In Israele, Breaking the Silence è stata a lungo attaccata dalla destra. Accusata di fare propaganda, di avere un’agenda politica, di agire contro Israele. Yehuda Shaul è uno dei fondatori del gruppo. La necessità di “rompere il silenzio” la sentì dopo la fine del servizio militare a Hebron.
“Sai, la gente in Israele vuole dormire tranquilla – racconta – non vuole sentire queste cose. ‘Mio figlio ha fatto qualcosa di male? Nooo!’ ‘I nostri militari? Ma di che stai parlando?’ Ogni volta che leggiamo sui giornali il caso di un soldato che ha infranto le regole, che ha usato violenza, che ha ucciso senza ragione, gridiamo subito che è un caso eccezionale, che verrà aperta un’inchiesta. Non vogliamo credere che fare violenza ai palestinesi ai posti di blocco sia una cosa normale. Purtroppo invece è un’equazione matematica: un ragazzino di 18 anni con il fucile in mano più il potere di controllare delle persone uguale abusi e violenze. Non c’è altro risultato”.

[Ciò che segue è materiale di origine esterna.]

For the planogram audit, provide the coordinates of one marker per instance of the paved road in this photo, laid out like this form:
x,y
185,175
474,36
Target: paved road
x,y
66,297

Yehuda Shaul, quando parla di Breaking the Silence, parla spesso della sua esperienza personale: “Una volta che prendi coscienza di quello che hai fatto da militare, puoi solo sedere nella tua casa e piangere. Ma questo non porta a nulla. Per me fondare Breaking the Silence è stato prendermi le mie responsabilità. Non posso tornare indietro e annullare quello che ho fatto. Ma posso chiedere un cambiamento alla società intorno a me, visto che l’esercito israeliano è il braccio di questa società civile”.
Breaking the Silence però è stata criticata anche da sinistra, per il fatto che tutte le sue testimonianze vengono vagliate dalla censura militare israeliana, prima di essere pubblicate. “E’ la legge, non possiamo farci nulla”, ribatte l’organizzazione. La quale tutela con grande attenzione l’anonimato dei soldati che decidono di raccontare, anche se hanno commesso dei crimini. Senza la garanzia dell’anonimato – probabilmente – queste testimonianze non esisterebbero. Ad esempio sapremmo poco dell’ordinarietà della procedura detta neighbouring, ovvero: usare i civili palestinesi come scudi umani per andare a perquisire le case dei loro vicini. O lo sapremmo solo dai racconti delle vittime.
E’ anche vero che il silenzio è “rotto” solo in parte da queste testimonianze. Le denunce, spogliate da ogni dettaglio, raccontano delle prassi, piuttosto che fatti situati in un tempo e in un luogo preciso. Parlano soprattutto alla società israeliana, quella che si tappa le orecchie e non vuole sapere. Da parte palestinese, si tratta di una realtà vissuta ogni giorno e tutto è tristemente noto.